Thanks to Guernica for the chance to speak with Sheri Fink, a Pulitzer Prize-winning journalist and author of Five Days at Memorial: Life and Death in a Storm-Ravaged Hospital. We talked about disaster preparedness, impossible health care choices, and the notion of journalistic objectivity. I’ve pasted an excerpt below. You can read the entire piece here.
Ann Neumann: In Five Days at Memorial, you too track a decision-making process, one developed in the days of disaster and not set out beforehand—because Memorial had no appropriate plan in place. When comparing disaster triage and organ donation, you write, “Although no allocation method could ever enlist universal agreement, the process of devising a method, at least, can be made more just.” The great tragedy of Memorial is, of course, the number of lives lost. But the lack of an explicit triage plan to guide the staff seems to throw heightened doubt onto the decisions they made. Do you think that even the absence of a plan can create the impression of injustice and unethical behavior?
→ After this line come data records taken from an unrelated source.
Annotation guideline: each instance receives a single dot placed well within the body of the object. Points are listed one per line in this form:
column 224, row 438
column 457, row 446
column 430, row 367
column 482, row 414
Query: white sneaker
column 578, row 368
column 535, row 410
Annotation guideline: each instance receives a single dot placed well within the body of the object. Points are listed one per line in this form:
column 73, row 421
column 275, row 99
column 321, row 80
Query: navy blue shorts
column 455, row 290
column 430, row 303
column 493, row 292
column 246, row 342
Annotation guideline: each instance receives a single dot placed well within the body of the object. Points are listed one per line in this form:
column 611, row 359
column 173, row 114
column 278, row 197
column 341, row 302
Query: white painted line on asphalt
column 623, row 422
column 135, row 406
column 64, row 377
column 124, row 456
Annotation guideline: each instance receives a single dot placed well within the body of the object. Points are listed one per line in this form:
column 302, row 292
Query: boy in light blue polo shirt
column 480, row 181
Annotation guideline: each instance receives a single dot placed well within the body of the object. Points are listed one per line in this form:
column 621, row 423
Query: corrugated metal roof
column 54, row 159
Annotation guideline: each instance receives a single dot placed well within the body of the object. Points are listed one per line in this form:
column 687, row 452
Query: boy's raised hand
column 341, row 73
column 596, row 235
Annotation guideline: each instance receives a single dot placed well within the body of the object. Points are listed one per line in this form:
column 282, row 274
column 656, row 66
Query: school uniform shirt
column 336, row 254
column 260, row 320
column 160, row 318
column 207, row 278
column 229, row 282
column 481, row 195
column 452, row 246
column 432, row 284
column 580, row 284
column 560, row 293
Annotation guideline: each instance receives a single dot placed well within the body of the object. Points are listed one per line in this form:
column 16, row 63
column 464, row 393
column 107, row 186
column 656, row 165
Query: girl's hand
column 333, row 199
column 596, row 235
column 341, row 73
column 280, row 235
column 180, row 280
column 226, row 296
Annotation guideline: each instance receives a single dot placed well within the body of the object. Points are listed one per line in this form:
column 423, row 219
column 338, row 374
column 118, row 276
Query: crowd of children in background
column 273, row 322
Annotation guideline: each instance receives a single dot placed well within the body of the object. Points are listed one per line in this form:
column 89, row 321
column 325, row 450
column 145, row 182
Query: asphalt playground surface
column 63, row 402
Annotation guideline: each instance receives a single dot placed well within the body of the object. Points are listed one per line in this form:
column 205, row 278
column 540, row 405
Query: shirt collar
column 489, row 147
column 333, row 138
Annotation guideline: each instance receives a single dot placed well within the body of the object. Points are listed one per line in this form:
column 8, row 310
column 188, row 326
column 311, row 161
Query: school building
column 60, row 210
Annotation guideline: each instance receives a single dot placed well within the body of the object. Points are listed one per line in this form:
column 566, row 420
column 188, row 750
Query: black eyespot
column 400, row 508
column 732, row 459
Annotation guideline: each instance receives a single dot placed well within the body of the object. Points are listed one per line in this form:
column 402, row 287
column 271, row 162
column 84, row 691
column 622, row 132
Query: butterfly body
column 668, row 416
Sheri Fink: Yes, that’s right. If the staff and leadership at this hospital could have pointed to a plan and a process by which they made the decisions they did—whom to rescue first, and how to care for those patients who appeared to have little chance of surviving—it stands to reason that there would have been fewer questions and more trust after the disaster. And those plans and processes could have helped keep decisions in line with ethical principles and the best possible standards of care. It would also have lifted some of the decision-making burden off the shoulders of exhausted, scared, unprepared individuals. There’s also the issue of inclusiveness—for example, now some states and localities are bringing representatives with diverse perspectives into the disaster planning process for hospitals, because the question of who gets scarce medical resources during a disaster has a lot to do with values, not just medicine. On the other hand, some of the plans that have been drawn up for rationing scarce medical resources in a disaster have their own hazards. They can discourage flexibility, which is one of the key principles of disaster response. You need to be frequently re-assessing and re-matching resources and needs throughout a period of crisis. If you blindly follow a piece of paper that says take away the ventilators from everyone over age 65 in a mass emergency, say, and it turns out you actually can get enough ventilators and staff to care for everyone, it would be a tragedy not to change the plan. Also, let’s say that a reasonable goal in allocating resources in a disaster is to save the greatest number of lives, or greatest number of years of life. There are not really good data or studies showing how to direct resources to accomplish that.